1) How large a role does personal perception play in abstraction? Culture and individual preferences/experiences influence our understanding of the abstract, but to what extent?
2) Related to the first question: Is it possible to be truly objective? On page 162 of Visual Thinking Arnheim discusses the notion that scientific papers might be a total shame because there is no way to approach a subject without having preconceived ideas about it. So the question is this: Is the process of abstracting such a fundamental part of our conscious that we are unable to shut it off?
3) Arnheim discusses the notion of abstraction in generalizations on page 157. He discusses theory that we categorizes into generals made up of particulars of a subject, but there seem to be an infinite variety of ways to categorize things. Later on page 160 he quotes a chicken and egg scenario for abstraction, quoting Henri Bergson “In order to generalize on must first abstract, but in order to abstract usefully one must know how to generalize.” So which comes first, the abstraction or the generalization, or are they one and the same?
4) In Arnheim’s discussion of what the abstract is or is not, it becomes clear that there may not be a clear line that defines the concrete from the abstract.

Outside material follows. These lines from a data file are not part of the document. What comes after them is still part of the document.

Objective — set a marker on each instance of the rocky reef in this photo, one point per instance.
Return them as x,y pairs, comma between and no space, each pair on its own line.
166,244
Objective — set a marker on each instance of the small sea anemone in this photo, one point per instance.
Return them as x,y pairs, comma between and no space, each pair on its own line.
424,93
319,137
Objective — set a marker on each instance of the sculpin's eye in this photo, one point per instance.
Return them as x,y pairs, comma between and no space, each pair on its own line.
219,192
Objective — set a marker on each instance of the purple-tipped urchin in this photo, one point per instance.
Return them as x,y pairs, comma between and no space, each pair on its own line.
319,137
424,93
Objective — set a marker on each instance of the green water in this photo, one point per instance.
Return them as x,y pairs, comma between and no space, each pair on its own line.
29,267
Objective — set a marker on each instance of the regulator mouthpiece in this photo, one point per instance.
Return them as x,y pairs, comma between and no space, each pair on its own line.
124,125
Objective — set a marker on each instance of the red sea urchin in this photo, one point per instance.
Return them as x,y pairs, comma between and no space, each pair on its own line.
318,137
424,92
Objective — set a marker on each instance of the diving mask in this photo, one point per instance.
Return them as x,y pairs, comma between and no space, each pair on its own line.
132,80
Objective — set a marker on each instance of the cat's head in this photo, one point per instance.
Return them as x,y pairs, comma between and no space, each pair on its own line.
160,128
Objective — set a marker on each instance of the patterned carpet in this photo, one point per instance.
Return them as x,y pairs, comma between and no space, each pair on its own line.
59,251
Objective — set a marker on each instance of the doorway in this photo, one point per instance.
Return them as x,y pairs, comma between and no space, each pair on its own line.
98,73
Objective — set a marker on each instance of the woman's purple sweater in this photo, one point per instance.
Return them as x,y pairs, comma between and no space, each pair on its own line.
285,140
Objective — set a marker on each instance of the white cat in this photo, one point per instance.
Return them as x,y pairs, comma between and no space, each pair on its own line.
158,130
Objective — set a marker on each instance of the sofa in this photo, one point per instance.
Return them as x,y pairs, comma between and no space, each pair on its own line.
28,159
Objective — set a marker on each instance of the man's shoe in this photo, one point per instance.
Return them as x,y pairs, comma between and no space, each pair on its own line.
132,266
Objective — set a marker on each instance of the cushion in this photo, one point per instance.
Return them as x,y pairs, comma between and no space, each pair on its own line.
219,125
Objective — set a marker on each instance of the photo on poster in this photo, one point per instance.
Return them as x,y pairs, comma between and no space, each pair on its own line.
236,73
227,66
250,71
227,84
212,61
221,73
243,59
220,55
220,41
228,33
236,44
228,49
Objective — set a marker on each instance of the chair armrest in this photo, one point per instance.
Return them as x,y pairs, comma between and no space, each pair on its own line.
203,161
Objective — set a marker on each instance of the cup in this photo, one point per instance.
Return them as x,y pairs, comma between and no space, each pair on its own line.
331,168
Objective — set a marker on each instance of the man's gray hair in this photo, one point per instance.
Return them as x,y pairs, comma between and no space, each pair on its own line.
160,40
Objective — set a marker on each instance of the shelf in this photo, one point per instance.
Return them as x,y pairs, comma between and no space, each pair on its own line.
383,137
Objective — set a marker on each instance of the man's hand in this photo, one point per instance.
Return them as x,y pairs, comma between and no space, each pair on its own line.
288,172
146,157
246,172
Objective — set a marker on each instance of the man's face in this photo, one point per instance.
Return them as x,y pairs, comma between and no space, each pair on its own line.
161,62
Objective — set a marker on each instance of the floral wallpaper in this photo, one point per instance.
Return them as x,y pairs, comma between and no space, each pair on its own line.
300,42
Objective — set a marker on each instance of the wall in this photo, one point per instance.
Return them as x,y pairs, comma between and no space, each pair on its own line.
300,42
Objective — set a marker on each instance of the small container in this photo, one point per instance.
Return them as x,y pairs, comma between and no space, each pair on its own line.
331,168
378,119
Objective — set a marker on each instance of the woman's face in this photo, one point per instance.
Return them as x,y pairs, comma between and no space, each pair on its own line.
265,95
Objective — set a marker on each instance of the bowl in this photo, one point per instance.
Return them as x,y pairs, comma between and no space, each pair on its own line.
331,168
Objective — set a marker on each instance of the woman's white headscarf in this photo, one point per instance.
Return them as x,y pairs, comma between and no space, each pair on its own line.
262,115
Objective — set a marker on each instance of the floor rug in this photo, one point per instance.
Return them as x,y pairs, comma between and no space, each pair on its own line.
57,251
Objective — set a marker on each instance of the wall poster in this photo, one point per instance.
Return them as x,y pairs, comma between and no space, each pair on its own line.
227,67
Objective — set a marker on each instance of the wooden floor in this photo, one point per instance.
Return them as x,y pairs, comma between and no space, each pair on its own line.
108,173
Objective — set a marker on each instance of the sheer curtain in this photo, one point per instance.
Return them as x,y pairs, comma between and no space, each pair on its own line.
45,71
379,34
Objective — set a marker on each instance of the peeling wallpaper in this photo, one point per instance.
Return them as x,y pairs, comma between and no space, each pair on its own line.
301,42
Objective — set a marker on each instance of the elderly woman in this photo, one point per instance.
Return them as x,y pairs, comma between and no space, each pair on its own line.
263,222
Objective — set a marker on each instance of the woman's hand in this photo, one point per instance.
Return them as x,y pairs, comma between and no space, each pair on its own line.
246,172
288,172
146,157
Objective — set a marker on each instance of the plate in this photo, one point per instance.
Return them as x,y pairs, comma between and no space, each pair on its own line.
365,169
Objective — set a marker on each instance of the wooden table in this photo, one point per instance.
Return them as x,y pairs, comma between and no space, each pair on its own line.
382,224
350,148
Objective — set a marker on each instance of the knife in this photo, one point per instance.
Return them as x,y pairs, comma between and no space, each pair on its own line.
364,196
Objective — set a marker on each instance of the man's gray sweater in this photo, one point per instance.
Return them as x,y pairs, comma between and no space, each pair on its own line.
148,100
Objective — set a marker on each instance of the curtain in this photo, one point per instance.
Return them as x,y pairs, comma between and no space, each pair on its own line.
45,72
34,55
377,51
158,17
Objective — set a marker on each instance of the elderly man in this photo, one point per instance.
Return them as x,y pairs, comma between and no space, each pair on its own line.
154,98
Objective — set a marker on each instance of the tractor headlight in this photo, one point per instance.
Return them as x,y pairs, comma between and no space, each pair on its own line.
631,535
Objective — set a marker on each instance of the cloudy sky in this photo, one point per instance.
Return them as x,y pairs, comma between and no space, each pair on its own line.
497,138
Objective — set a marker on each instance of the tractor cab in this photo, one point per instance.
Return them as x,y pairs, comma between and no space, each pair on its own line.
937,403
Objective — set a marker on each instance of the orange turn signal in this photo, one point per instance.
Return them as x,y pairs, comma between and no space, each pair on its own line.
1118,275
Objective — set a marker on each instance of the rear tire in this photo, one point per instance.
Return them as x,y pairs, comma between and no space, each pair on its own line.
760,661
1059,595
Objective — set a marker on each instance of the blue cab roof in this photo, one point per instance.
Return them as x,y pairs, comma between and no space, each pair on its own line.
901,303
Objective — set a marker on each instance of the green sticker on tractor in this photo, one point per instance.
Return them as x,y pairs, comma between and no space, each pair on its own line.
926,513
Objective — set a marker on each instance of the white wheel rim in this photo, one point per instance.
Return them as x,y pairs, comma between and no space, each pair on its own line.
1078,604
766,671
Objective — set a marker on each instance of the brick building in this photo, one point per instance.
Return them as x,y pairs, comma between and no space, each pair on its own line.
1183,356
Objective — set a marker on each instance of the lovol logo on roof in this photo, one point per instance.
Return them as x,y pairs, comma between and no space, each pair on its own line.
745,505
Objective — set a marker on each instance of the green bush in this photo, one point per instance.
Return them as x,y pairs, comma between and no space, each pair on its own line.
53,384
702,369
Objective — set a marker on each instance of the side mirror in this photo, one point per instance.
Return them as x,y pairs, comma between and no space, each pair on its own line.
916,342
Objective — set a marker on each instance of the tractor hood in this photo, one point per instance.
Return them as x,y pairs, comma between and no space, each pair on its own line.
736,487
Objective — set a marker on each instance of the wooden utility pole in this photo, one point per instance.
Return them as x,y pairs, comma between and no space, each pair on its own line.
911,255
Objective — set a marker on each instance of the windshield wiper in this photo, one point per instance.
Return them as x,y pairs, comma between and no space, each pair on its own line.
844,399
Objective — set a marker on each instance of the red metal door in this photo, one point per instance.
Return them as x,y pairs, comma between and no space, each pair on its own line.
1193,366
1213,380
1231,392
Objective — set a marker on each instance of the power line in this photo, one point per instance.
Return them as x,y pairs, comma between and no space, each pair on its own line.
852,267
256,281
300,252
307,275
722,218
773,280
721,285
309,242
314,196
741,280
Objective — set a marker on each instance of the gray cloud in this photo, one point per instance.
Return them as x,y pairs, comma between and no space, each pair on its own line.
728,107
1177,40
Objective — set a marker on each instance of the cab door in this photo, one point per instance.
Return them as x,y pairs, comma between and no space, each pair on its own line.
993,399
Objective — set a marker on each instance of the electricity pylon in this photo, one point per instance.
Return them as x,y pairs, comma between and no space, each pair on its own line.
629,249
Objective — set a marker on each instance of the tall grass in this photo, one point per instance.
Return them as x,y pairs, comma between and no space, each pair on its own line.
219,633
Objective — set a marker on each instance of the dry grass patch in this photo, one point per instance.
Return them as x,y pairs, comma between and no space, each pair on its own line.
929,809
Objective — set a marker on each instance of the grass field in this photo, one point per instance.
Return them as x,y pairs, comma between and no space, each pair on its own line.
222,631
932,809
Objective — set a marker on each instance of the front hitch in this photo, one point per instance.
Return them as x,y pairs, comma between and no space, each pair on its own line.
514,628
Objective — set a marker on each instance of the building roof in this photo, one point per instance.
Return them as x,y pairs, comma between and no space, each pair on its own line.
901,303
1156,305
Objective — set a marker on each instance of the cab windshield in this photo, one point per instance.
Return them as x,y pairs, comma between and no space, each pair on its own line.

So how is it determined, where on the gradient between concrete and abstract is the tipping point?
5) I think a great example of following the concrete to the abstract is the work of the De Stijl painter Mondrian. On this website his paintings are shown from early on as a direct representation of a tree to an abstraction of it and beyond. I didn’t really pay too much attention to the text on the page; it was just a good one that had all the images in one place. At what point in the sequence do you think the notion of a tree was lost? Do the simple line paintings at towards the end still carry any abstract meaning, or are they just lines?